I attended kindergarten in Germany, long before I knew the connection between Froebel, Germany and kindergarten. This just happened to be where my grandparents lived and where we were staying when I was 5. What are my memories of kindergarten? My best friend’s name was Christina and when I received a beautiful doll that Christmas, I named the doll after her. (I still have that doll!) I remember the annual Christmas program and singing carols in German by candlelight. I remember being scolded for being too loud and giggly (a recurring theme throughout my life!). I remember being equal parts exhilarated and intimidated by this new setting and experience.

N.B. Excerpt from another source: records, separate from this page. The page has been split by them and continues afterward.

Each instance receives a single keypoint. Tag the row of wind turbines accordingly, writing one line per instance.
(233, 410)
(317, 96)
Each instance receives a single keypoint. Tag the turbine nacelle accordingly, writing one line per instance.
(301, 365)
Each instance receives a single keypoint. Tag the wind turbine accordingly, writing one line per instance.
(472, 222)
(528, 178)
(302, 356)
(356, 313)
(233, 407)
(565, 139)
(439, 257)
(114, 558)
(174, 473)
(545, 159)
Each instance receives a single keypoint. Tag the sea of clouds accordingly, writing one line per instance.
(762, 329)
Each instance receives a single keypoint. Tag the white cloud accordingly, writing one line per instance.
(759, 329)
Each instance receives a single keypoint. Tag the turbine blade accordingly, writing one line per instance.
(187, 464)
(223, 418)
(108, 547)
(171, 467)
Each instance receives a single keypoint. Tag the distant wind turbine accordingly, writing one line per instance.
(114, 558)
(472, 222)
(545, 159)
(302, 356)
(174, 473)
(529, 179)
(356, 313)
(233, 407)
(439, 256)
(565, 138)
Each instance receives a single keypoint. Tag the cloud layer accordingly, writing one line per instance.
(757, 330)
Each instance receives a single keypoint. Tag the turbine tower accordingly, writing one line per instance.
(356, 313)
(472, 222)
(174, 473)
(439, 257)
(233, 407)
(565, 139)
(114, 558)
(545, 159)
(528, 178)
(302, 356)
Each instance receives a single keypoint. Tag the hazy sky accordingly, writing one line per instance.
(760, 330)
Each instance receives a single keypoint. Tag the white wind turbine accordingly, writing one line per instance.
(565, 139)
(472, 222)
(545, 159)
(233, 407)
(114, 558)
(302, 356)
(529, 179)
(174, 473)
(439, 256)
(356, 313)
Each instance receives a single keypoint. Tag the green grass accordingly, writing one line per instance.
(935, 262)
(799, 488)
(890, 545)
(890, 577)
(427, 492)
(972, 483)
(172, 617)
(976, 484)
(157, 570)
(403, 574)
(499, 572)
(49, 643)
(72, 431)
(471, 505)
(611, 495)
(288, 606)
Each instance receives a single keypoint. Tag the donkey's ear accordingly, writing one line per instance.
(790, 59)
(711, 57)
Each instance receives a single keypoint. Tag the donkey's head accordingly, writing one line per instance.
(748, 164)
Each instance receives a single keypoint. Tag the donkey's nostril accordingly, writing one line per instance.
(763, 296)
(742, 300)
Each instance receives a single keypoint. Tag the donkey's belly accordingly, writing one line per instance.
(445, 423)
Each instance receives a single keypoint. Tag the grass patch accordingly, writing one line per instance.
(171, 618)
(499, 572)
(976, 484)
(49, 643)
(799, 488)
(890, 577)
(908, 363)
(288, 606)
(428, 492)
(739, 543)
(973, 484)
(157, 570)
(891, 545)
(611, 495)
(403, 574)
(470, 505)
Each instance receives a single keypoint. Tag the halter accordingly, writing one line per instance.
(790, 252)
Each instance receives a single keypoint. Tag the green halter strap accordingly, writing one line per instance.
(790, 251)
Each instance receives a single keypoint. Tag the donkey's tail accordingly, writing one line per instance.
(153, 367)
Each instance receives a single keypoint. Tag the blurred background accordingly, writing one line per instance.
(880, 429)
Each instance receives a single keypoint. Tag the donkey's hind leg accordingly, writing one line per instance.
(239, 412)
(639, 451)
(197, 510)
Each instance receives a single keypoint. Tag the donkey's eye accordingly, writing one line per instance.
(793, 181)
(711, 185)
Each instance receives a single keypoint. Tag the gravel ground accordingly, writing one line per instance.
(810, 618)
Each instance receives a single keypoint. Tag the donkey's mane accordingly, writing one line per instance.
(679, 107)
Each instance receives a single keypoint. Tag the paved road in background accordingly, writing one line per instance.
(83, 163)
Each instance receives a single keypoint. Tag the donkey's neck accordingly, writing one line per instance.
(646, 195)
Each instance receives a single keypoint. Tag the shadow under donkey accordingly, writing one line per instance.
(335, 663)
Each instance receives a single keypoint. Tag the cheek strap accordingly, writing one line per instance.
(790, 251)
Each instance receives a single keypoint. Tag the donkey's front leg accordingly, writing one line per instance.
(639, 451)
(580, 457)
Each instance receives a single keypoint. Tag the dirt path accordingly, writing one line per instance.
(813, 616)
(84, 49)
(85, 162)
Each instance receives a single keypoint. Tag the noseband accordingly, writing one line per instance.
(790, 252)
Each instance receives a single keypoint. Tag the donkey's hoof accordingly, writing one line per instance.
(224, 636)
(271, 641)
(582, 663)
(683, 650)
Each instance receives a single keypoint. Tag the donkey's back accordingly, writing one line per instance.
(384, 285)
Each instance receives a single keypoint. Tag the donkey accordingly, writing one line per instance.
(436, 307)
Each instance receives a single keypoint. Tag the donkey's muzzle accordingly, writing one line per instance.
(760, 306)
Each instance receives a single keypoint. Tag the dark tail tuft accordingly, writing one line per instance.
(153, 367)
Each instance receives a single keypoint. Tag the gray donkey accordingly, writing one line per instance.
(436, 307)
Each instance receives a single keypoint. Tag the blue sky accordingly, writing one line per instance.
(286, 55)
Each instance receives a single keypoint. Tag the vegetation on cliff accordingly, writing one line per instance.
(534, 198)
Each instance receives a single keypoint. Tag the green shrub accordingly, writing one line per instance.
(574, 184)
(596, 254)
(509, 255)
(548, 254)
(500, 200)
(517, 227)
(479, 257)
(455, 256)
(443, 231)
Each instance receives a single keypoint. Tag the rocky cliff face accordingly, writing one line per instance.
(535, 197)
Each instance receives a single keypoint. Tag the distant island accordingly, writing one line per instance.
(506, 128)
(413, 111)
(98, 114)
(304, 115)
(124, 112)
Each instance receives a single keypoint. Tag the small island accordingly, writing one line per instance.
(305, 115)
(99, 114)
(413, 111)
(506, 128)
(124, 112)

Kindergarten is such a big step for the young child. A step away from home and into the world of others—without the comfort of family beside you. Here’s a poem to celebrate this momentous life experience.
“How are you today?”
by Stephanie Calmenson
Who’s ready to learn?
Who’s ready to play?
Who’s ready to start
Our kindergarten day?
From: Calmenson, Stephanie. 2005. Kindergarten Kids: Riddles, Rebuses, Wiggles, Giggles, and More! New York, NY. HarperCollins Publishers.
*This poem begs to be read with pantomimed motions and expressions: sleepy, sniffly, jumpy, grumpy, silly, happy, listening, learning. Brainstorm which gestures and expressions to use together and then re-read the poem with accompanying actions.
*To follow up: Kids can discuss their first day of kindergarten. Was it a positive or negative experience? Were they happy or sad, excited or afraid? What about other memorable days or experiences in kindergarten? Any fun photos or drawings to share?
[With thanks to Nora Sanchez for finding and sharing this poem.]